Stochastic Process and Markov Chain

Background
To understand markov chains you need to understand stochastic processes and to understand stochastic processes you need to understand random variables. I'm going to explain random variables briefly here in a very intuitive sense. For more details, refer to the earlier blog post at http://randomvars.blogspot.com/2010/10/fundamental-ideas-in-probability.html.

The most basic thing in probability is the experiment which is a set of trials. The experiment could be "two flips of a coin" consisting of two trials, each of which is a single flip of the coin. The possible outcomes of this experiment are { HH, HT, TH, TT }. This set is called the sample space.

A random variable is an interesting numerical property of the experiment. In our "two flips of a coin" experiment, an interesting numerical property could be the number of heads in any outcome. This would be the random variable:
X : number of heads

The random variable is described by two things: a range and a probability distribution. The range is the possible values that the random variable can take on and the probability distribution is the probability of each of those values.

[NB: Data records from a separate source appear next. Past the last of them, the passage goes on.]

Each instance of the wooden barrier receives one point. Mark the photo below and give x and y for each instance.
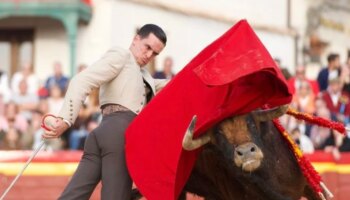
(49, 172)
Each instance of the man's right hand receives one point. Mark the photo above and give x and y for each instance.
(57, 129)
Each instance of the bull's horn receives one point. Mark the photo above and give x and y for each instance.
(270, 114)
(188, 143)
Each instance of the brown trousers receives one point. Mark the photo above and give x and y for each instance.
(104, 160)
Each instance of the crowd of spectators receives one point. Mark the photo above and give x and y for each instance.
(327, 97)
(23, 103)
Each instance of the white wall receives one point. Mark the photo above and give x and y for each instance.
(187, 35)
(50, 45)
(95, 38)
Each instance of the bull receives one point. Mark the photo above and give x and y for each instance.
(245, 158)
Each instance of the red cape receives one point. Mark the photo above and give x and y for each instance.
(233, 75)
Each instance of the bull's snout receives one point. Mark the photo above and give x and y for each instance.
(248, 156)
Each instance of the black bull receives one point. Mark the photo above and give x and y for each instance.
(246, 158)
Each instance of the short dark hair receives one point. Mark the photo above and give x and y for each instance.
(152, 28)
(332, 56)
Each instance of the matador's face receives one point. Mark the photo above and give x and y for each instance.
(145, 49)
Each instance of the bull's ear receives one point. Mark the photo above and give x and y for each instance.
(188, 143)
(270, 114)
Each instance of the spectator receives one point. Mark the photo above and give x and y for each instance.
(12, 117)
(26, 101)
(55, 100)
(167, 72)
(299, 77)
(337, 101)
(302, 140)
(319, 135)
(304, 98)
(345, 76)
(11, 139)
(57, 78)
(331, 72)
(5, 91)
(25, 73)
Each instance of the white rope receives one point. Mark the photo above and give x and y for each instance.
(21, 172)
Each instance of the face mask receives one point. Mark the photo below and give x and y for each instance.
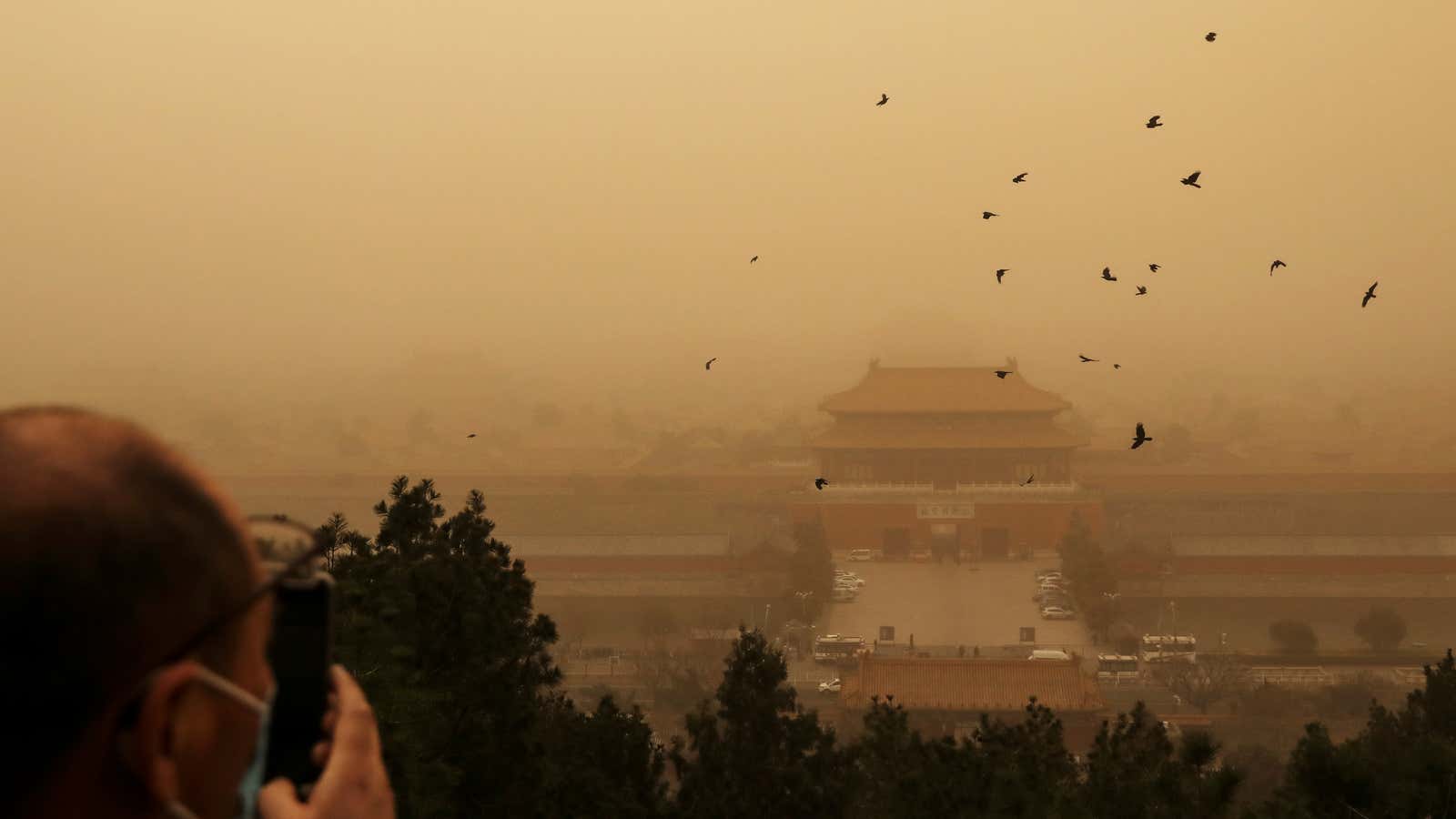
(254, 778)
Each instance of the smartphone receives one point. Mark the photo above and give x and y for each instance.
(302, 653)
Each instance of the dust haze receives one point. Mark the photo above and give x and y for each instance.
(284, 235)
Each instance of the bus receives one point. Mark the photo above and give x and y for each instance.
(1116, 668)
(1169, 647)
(836, 649)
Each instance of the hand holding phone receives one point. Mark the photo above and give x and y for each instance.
(354, 783)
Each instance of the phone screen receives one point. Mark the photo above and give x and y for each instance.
(300, 654)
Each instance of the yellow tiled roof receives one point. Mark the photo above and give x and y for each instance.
(943, 389)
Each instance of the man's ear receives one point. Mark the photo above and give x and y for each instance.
(160, 734)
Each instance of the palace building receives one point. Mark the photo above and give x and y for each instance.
(946, 462)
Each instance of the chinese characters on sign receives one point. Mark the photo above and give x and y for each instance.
(934, 511)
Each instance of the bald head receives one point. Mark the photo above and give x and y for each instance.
(113, 551)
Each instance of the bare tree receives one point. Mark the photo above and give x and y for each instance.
(1208, 681)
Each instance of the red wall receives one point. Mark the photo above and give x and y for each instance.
(861, 525)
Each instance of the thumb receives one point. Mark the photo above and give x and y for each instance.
(280, 800)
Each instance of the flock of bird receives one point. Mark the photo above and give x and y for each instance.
(1140, 435)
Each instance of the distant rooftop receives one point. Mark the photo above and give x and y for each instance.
(1048, 438)
(943, 389)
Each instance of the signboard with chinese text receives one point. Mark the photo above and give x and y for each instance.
(941, 511)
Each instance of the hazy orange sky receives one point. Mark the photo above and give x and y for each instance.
(248, 198)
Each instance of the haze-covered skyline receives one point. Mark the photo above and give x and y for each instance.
(262, 205)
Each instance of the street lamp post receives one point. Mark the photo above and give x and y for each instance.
(804, 608)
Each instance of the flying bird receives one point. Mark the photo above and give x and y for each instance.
(1142, 438)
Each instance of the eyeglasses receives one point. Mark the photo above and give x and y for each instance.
(315, 544)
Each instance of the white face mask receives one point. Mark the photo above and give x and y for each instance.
(252, 782)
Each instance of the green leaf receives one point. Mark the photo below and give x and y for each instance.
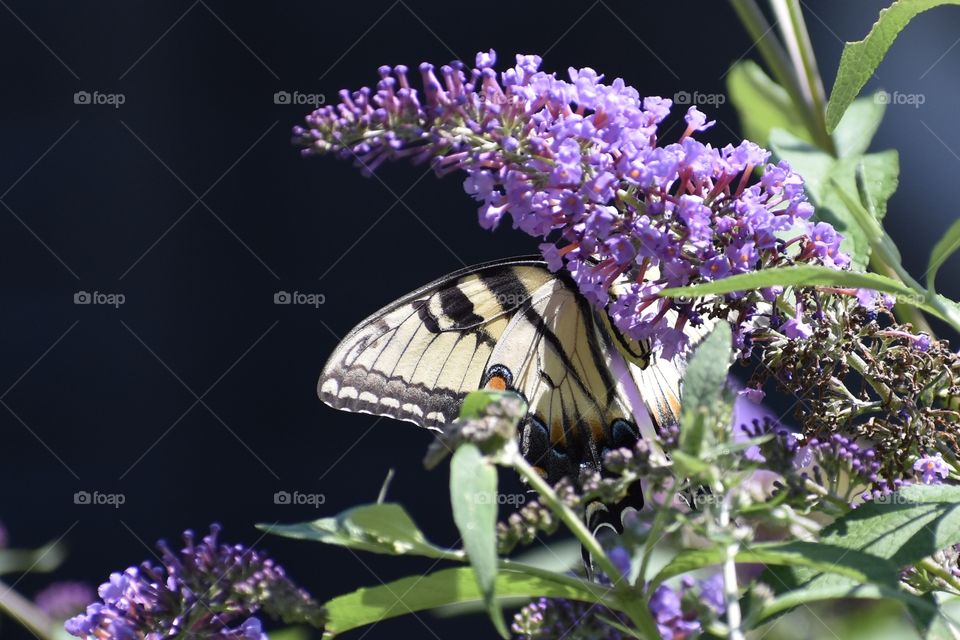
(826, 178)
(445, 587)
(860, 59)
(931, 622)
(826, 558)
(762, 104)
(703, 386)
(799, 275)
(842, 589)
(476, 401)
(817, 167)
(881, 176)
(42, 560)
(906, 527)
(859, 124)
(903, 528)
(473, 495)
(379, 528)
(942, 251)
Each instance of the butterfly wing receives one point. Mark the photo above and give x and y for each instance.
(552, 353)
(509, 324)
(417, 358)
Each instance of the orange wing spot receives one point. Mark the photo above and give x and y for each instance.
(597, 430)
(498, 383)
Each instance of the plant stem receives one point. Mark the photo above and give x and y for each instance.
(631, 604)
(779, 63)
(25, 613)
(731, 592)
(771, 50)
(653, 536)
(599, 591)
(794, 30)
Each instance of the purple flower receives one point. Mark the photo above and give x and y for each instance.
(932, 469)
(711, 592)
(579, 162)
(697, 121)
(752, 394)
(178, 597)
(61, 600)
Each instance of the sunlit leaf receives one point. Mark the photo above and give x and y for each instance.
(380, 528)
(473, 495)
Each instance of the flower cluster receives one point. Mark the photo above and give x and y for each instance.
(61, 600)
(868, 377)
(579, 162)
(679, 614)
(558, 618)
(207, 590)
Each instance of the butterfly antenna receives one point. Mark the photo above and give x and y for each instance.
(382, 496)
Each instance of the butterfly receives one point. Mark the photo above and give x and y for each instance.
(511, 325)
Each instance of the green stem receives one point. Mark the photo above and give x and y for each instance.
(770, 48)
(731, 592)
(631, 604)
(599, 592)
(904, 312)
(794, 30)
(778, 61)
(930, 566)
(26, 613)
(653, 536)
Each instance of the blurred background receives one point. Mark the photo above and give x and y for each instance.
(146, 158)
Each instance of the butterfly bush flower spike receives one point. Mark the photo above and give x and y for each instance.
(208, 590)
(579, 163)
(932, 469)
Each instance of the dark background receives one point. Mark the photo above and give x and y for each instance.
(103, 199)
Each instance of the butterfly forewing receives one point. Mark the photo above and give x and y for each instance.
(507, 325)
(417, 358)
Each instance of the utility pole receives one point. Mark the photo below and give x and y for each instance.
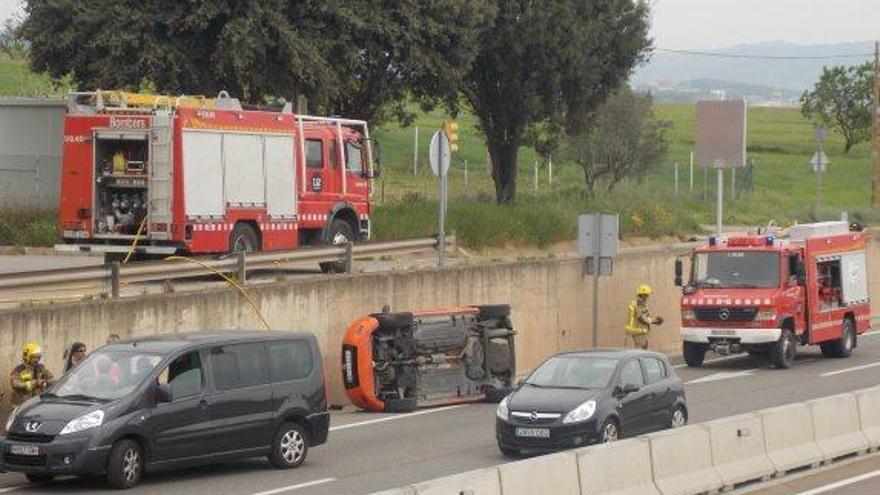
(875, 139)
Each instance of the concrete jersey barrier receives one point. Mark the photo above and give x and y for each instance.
(682, 461)
(837, 427)
(621, 468)
(738, 450)
(789, 437)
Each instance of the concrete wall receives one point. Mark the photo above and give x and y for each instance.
(550, 298)
(30, 152)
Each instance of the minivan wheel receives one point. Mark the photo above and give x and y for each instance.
(125, 465)
(290, 447)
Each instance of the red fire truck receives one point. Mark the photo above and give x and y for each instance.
(196, 175)
(767, 295)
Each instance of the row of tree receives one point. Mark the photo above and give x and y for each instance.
(523, 67)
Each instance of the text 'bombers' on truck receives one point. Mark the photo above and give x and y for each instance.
(196, 175)
(765, 295)
(396, 362)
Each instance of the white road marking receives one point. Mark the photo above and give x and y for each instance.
(723, 375)
(841, 483)
(295, 487)
(847, 370)
(392, 418)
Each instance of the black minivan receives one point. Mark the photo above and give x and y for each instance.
(174, 400)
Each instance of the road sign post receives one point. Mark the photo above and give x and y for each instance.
(598, 243)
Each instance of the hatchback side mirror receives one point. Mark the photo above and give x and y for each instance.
(163, 393)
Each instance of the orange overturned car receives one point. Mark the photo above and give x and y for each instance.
(398, 362)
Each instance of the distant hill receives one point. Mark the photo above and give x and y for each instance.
(675, 76)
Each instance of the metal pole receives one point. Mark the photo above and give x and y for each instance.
(719, 212)
(416, 152)
(596, 245)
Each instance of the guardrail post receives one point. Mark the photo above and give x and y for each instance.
(114, 279)
(242, 268)
(348, 262)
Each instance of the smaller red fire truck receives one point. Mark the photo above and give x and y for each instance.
(196, 175)
(766, 295)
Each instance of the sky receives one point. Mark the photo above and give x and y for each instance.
(695, 24)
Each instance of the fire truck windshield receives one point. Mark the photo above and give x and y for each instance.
(736, 269)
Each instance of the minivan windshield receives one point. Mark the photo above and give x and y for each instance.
(573, 372)
(106, 375)
(736, 269)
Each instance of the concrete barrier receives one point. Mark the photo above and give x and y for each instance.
(479, 482)
(682, 461)
(619, 468)
(789, 437)
(556, 474)
(869, 415)
(738, 450)
(837, 428)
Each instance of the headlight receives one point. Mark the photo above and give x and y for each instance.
(84, 422)
(583, 412)
(11, 418)
(502, 411)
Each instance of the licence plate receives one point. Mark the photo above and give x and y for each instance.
(24, 450)
(533, 432)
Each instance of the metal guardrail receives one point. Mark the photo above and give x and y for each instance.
(114, 274)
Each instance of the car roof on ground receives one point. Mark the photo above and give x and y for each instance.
(170, 341)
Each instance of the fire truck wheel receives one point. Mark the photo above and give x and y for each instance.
(243, 238)
(785, 350)
(694, 354)
(339, 233)
(407, 404)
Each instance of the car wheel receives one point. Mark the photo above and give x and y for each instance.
(39, 478)
(679, 417)
(694, 354)
(508, 452)
(610, 431)
(125, 465)
(340, 233)
(785, 350)
(290, 447)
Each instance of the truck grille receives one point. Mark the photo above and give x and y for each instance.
(726, 314)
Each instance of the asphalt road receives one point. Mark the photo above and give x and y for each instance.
(372, 452)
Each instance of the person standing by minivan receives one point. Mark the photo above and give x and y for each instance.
(31, 377)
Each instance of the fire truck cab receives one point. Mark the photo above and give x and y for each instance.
(196, 175)
(767, 295)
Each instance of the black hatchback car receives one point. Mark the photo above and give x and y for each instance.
(574, 399)
(175, 400)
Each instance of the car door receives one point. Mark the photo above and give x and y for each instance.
(658, 387)
(634, 408)
(180, 429)
(241, 403)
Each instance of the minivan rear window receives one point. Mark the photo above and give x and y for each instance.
(239, 365)
(290, 360)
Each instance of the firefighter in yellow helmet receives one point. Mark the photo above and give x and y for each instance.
(640, 320)
(31, 377)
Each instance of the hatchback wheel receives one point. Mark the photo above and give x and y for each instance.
(290, 447)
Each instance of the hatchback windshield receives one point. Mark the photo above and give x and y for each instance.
(732, 269)
(573, 372)
(106, 375)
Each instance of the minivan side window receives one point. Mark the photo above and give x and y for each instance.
(184, 375)
(239, 365)
(290, 360)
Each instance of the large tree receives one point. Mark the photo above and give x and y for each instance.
(842, 99)
(622, 140)
(358, 58)
(548, 63)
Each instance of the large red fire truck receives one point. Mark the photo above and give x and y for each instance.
(196, 175)
(767, 295)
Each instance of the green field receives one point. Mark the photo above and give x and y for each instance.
(780, 143)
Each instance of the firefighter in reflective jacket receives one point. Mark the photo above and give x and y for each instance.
(30, 378)
(639, 322)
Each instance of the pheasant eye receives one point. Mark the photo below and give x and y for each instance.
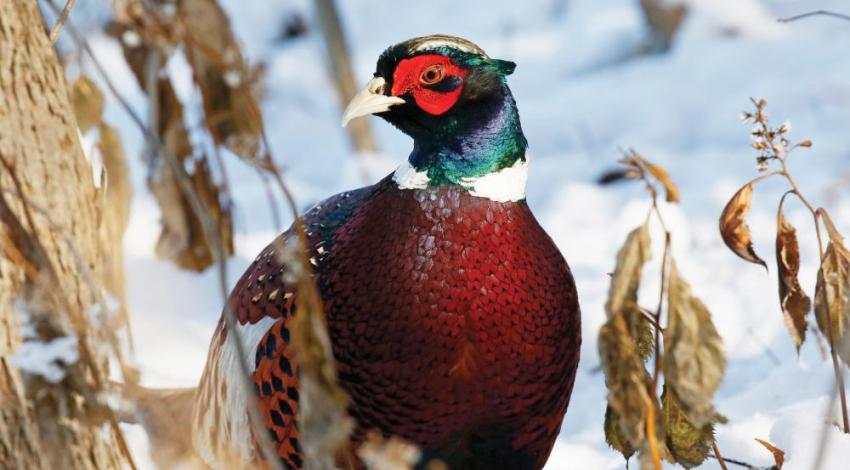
(431, 75)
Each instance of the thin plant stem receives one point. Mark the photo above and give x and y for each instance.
(60, 21)
(824, 434)
(829, 334)
(717, 455)
(211, 232)
(810, 14)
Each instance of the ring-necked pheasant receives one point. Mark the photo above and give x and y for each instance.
(454, 318)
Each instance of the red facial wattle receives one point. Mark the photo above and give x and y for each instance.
(408, 78)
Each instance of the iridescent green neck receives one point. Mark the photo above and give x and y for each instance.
(475, 144)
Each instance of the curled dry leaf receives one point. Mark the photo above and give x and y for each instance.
(231, 112)
(832, 308)
(182, 238)
(663, 177)
(614, 434)
(627, 381)
(688, 444)
(734, 229)
(693, 361)
(794, 302)
(622, 295)
(778, 454)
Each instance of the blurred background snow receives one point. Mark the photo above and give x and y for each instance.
(581, 98)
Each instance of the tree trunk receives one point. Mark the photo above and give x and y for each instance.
(342, 72)
(51, 267)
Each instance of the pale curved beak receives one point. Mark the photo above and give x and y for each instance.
(369, 100)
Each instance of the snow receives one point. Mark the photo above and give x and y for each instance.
(35, 356)
(582, 96)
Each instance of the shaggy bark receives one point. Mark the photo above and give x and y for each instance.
(51, 257)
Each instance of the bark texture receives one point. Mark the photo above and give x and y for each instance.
(51, 233)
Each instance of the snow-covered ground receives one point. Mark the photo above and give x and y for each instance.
(579, 103)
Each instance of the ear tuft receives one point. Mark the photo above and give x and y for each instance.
(505, 67)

In our case, the range of X = { 0, 1, 2 } :
0 when the outcome is TT
1 when the outcome is HT or TH and
2 when the outcome is HH

Each of these numbers is associated with a probability. The expression of the probability of each outcome is called the probability mass function. In our case the probability mass function is:

p(0) = 1/4
p(1) = 1/2 and
p(2) = 1/4

Sequence of Random Variables
Stochastic processes require the understanding of the concept of a sequence of random variables. For this, we need to consider a different experiment.

Consider a telephone switchboard that can handle up to 100 simultaneous calls. Define a random variable (an interesting numerical property of the experiment) X as the number of active calls at a given instant of time. The range of this random variable is { 0, 1, 2, ... 100 } which represents the specific number of possible active calls at any given time.

X has a probability mass function that describes the probability of each of the following:
0 active calls,
1 active call,
2 active calls and so on up to
100 active calls.

Now consider a related random variable X1 which is the number of active calls at exactly 10:00 am. And another random variable X2 which is the number of active calls at 10:05 am and so on till X100 which is the number of active calls around ten hours later.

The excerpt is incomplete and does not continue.